Lees ook: De beste houdingscorrectors
Er moet echter aan worden herinnerd dat de aanpassing van de houding niet altijd nauwkeurig en geïntegreerd kan worden bereikt.De vestibule die de variaties in balans registreert, is in feite een lager centrum dan het cerebellum en wanneer een reflectie ervan begint in gevaarlijke omstandigheden is het een snellere cerebellaire aanpassing. Het is om deze reden dat bij een plotselinge variatie van de steunbasis alles in de hand valt om een zeer oude reflex van het zoeken naar grip met de bovenste ledematen te herstellen. Alleen door van tevoren te weten dat men zich op dat moment zal bevinden, kan de cortex het lichaam voorbereiden om de situatie te weerstaan en de verdedigingsreflex onder de knie te krijgen. Een ander element dat de aanpassing van de houding kan ondermijnen, is de nociceptieve reflex die aanwezig is op de sensorische banen zoals zicht en gehoor.

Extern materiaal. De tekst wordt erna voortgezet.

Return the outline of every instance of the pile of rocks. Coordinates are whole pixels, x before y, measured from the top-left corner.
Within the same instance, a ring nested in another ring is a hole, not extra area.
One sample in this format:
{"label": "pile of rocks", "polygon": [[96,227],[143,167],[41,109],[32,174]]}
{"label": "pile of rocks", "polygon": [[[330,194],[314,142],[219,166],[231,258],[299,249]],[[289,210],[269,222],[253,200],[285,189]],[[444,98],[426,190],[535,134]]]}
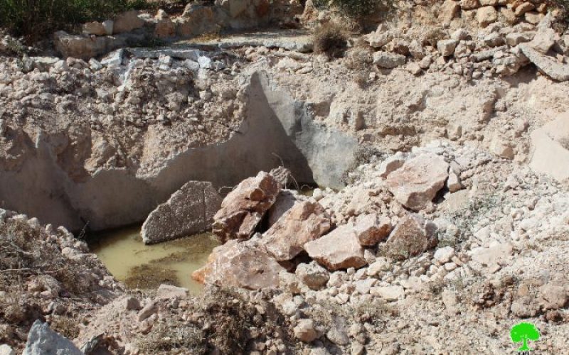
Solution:
{"label": "pile of rocks", "polygon": [[421,34],[415,28],[398,30],[381,25],[366,39],[378,50],[373,62],[381,68],[403,66],[410,58],[406,68],[415,75],[442,71],[477,80],[510,76],[531,62],[555,80],[568,80],[569,37],[553,29],[555,15],[546,15],[545,4],[536,6],[514,2],[496,10],[493,4],[481,7],[477,0],[448,0],[442,6],[442,19],[452,23],[459,18],[467,22],[475,12],[479,27],[459,28],[449,38],[440,29]]}
{"label": "pile of rocks", "polygon": [[155,16],[137,11],[119,14],[114,20],[90,22],[82,33],[58,31],[54,34],[57,50],[64,57],[89,60],[116,48],[159,40],[188,39],[225,30],[243,30],[275,22],[294,23],[302,13],[299,1],[224,0],[215,6],[188,4],[184,13],[170,16],[164,10]]}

Dit is echter gemakkelijker te beheersen, omdat het begint vanuit centra op ten minste hetzelfde niveau als het cerebellum.1) Houdingscontrole bij het staan.
Het menselijk houdingssysteem is in staat te reageren op de oscillaties van het zwaartepunt gegeven door minimale krachten, met een tijdige adequate en tegenkracht die het handhaven van de rechtopstaande positie mogelijk maakt.Deze houdingsreactie is gedeeltelijk gekoppeld aan de intrinsieke mechanische eigenschappen van de spier, gedeeltelijk aan een reeks zenuwachtige reflexmechanismen die, door informatie te halen uit verschillende sensorische kanalen, door de werking van talrijke circuits, de spiertonus kunnen moduleren om het behoud van een rechtopstaande positie mogelijk te maken . Spiertonus als gevolg van houdingsreacties wordt houdingsreactietonus genoemd. Het is het identieke maar tegengestelde werk van het gehele bewegingsapparaat om het zwaartepunt in zijn ideale positie te houden en in ieder geval binnen het draagvlak.De keuze van de bewegingen waarmee het werk wordt uitgevoerd is een complexe functie : er is geen enkele reactiebeweging op een externe kracht, maar een reeks equivalente mogelijke bewegingen, waaronder dat deel van het centrale zenuwstelsel dat de controle over de houding (het cerebellum) beheerst, de ideale reactiebeweging kiest. posturale tonus veroorzaakt geen elektromyografische spieractiviteit.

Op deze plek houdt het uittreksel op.